And then Chipotle launched its rewards program in 2019, which gamified digital orders (through fun giveaways like offering free avocado sides for one day only) and drove sales even further. During Chipotle’s second quarter of that year, an overall revenue increase of 13% was driven by digital sales growth of 99% year over year, which was more than Chipotle made in digital sales in all of 2016.
Amid the influx, Garner modified kitchen technology so as not to distract staff serving customers in person, developing displays that illuminated the ingredients needed for an order in a way that better corresponded with digital receipts. Garner also developed a way to offer smarter pickup times. For example, orders would be sent to locations that had greater capacity or pickup times would be optimized when there was a lull in in-person customers.
Garner is also leading Chipotle’s foray into venture capital through its $100 million fund called Cultivate Next. It has made eight investments so far, including two robotics startups, an AI-based SaaS platform, a feed additives company, a sustainable oil developer, and local food logistics platform Local Line. Through Chipotle’s use of Local Line, Chipotle sourced 47 million pounds of local products in 2024 and exceeded its annual local sourcing goals for two consecutive years.
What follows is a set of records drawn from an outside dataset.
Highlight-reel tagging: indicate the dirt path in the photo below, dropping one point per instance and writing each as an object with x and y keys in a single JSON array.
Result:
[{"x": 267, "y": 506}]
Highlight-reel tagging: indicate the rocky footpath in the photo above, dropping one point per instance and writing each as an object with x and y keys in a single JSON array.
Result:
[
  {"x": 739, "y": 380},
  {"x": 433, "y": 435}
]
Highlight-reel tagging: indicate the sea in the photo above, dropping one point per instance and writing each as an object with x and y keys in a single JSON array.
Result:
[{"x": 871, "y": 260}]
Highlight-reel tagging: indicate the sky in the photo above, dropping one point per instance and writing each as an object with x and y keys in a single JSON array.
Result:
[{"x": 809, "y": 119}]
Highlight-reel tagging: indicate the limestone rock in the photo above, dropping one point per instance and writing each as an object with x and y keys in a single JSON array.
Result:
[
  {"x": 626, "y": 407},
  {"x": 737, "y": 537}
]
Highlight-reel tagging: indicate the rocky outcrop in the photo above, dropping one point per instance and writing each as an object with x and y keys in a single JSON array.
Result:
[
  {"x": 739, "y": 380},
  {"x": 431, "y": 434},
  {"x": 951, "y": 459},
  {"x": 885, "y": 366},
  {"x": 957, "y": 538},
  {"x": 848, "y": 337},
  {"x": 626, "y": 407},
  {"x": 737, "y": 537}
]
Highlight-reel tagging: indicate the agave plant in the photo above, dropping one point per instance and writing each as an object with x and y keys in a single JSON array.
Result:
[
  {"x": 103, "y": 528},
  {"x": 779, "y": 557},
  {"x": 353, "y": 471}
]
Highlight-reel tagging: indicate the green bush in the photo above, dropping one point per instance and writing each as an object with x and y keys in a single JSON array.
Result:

Chipotle’s app gamification continues to drive wins for Garner. Last summer, the app’s “Summer of Extras” campaign, in which Chipotle gave out 10,000 burritos (or $1 million worth), saw the participation of about 6.4 million app users. Garner said the campaign drove “a big step in reactivating inactive members” from the previous summer. Its recently launched college rewards program is also off to a strong start, as those who choose to participate have “increased frequency and engagement, which is driving a significant shift in spending,” according to Chipotle spokesperson Tyler Benson.
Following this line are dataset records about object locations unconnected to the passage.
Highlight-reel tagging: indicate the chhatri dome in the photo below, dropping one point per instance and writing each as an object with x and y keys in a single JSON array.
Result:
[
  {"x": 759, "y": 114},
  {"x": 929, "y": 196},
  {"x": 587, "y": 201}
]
Artificial intelligence will also help make gamification even more personal. But until now, Garner has used AI for corporate tasks, specifically within human resources. He recently launched Avo Cado, Chipotle’s AI-powered virtual team member, which he says has doubled job applications and significantly reduced the administrative time it takes to onboard a new employee by 75%.
Still, Garner said his strategy boils down to “not letting it be about the technology.”
“Let it be about how it makes people feel, how it makes their day a little easier, how it makes people connect in a more meaningful way,” he said.